We spent our second day at Mt. Lion, mountain climbing and abseiling. Even I got to participate which was cool. I was pretty impressed with the students who were climbing an actual mountain and belaying each other quite confidently by the end of the day. We had cold but sunny weather and there were some spectacular views from the top of the abseil.

On our last morning at the Retreat the students worked as volunteers with Parks Victoria clearing bush walking paths. This was a good way for the students to give back to the community where we were camping.

On Wednesday afternoon, after two nights spent in cabins at the retreat, we headed out on the hiking portion of the camp. The students had to carry all their food, supplies and tents for two nights camping in the bush. I was really dreading this part of the week but it ended up being a lot less difficult than I thought it would be. It really helped that as a teacher I had a few perks, such as my tent being set up at each campsite in advance, and the option to have some of my things transported between campsites so I didn’t have such a heavy backpack to carry.

Our first afternoon we hiked 6.5km and reached camp just before it got dark. The kids did a pretty good job setting up their tents and then they all pitched in to make dinner, a big veggie and turkey stir fry. For dessert we had a camp style cheesecake: lemon curd mixed with Laughing Cow cheese, spread on ginger biscuits. It was actually very, very yummy!

At about 7:30pm the kids all went into their tents as it had started to rain. The outdoor ed leader and I stayed up for about another half an hour, making sure the kids weren’t making too much noise and were staying in their tents before getting into our own tents. It was pretty nice to just have an hour or so to read in my tent and then get to sleep at a decent time. Luckily the nights that we were camping weren’t too cold, I think the lowest temperature was about 11 degrees.
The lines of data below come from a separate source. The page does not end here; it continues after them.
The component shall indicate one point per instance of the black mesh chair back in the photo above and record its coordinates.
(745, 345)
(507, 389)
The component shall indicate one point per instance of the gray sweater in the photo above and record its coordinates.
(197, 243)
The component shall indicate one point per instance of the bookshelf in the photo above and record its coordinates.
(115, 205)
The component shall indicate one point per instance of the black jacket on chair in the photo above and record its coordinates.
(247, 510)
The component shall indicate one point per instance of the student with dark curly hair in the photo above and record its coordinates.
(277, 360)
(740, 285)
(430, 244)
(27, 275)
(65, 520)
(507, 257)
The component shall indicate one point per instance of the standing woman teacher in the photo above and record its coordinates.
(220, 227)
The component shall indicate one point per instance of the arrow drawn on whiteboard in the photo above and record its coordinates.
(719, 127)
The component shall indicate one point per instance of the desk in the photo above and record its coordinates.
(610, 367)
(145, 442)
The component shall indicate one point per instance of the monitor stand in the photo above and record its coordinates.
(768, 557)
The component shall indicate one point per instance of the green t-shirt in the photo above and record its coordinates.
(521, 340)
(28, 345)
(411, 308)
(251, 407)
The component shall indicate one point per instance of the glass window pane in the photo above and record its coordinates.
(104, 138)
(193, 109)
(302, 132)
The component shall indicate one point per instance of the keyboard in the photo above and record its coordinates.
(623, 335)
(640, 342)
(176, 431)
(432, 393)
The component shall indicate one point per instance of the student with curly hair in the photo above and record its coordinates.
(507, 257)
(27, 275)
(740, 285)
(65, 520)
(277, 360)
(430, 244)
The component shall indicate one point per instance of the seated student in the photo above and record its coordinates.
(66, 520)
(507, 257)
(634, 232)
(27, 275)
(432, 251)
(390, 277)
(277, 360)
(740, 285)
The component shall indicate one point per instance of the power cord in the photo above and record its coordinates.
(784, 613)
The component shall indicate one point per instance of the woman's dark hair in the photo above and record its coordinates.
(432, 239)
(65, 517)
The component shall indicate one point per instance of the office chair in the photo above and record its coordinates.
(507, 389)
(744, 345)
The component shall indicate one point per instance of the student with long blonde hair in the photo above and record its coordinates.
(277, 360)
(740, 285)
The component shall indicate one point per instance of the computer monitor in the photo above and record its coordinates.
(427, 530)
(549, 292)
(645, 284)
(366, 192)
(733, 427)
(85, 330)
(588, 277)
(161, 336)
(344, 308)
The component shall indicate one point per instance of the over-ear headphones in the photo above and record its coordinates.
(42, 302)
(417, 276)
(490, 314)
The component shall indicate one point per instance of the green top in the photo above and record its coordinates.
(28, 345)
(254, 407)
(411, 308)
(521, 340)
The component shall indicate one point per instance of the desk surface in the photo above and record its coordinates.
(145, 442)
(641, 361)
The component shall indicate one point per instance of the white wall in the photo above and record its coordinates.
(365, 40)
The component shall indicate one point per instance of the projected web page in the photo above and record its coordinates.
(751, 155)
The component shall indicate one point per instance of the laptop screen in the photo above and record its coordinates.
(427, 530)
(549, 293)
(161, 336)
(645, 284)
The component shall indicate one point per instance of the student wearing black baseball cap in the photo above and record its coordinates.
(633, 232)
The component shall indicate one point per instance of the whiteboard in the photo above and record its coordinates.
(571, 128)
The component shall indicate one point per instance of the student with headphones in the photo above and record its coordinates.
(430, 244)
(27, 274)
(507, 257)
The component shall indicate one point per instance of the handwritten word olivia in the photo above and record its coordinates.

The next day we had a slightly longer hike of 11km, but we had the whole day to do it. Part of the hike was called a “Solo” where the students were spaced out in five minute intervals and had to hike on their own. This was to give them some reflection time, and although they weren’t looking forward to it to start with, most reported that they did in fact enjoy having some time to themselves to enjoy nature.

Views during the solo hike
We took quite a few breaks that day as 11km is not actually that far to walk in a whole day. The best bit was after lunch where we did a bit of scrambling on boulders, again giving us some great views of the national park.
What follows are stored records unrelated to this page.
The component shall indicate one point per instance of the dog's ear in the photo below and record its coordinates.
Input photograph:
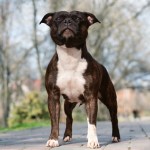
(47, 19)
(91, 18)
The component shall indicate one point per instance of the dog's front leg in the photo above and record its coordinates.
(91, 108)
(54, 110)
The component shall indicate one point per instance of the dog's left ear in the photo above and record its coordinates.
(91, 18)
(47, 19)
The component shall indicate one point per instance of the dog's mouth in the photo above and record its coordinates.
(67, 33)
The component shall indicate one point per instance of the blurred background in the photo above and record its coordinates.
(121, 43)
On our last night the students had their “Survivor” night. Instead of sleeping in tents they had to work in groups of 3 or 4 to set up tarps and sleep out in the open. They were given a compass and some directions on where to find the tarp, their food and some ropes. They could only bring with them the clothes they were wearing, rain gear, a sleeping bag, and one luxury item. It sounds pretty intense but in reality they were only about 100m away from where me and the outdoor ed staff were camping.

Once the kids learned a few basic skills around tying knots for their tarp we sent them off for the night. They had walkie-talkies and had to let us know when they completed tasks such as setting up their tarp, making dinner, and when they were going to bed. Other than that they were not to contact us unless it was an emergency. I spent the evening around a campfire with two outdoor ed staff and it was all really quite pleasant, as if I was on holiday (though I probably wouldn’t choose to spend my holiday camping, but still).

The next morning the students came back tired but pretty proud that they had spent a night “roughing it”. We discussed things they were now more grateful for at home, such as heating, a roof over their heads, food in the cupboards, and how difficult it must be for those who do not have a home, and for who spending nights outside on the streets is an everyday reality. It was a small experience for the students but hopefully a start to them having more gratitude for the everyday comforts of their lives, and more awareness of homelessness, which is a big problem in Melbourne.

After hiking back to the Grampians Retreat on Friday morning, we had some lunch and then headed back to Melbourne on the bus. It was a very full and tiring week but nice to be out in nature and have a break from the very busy school term.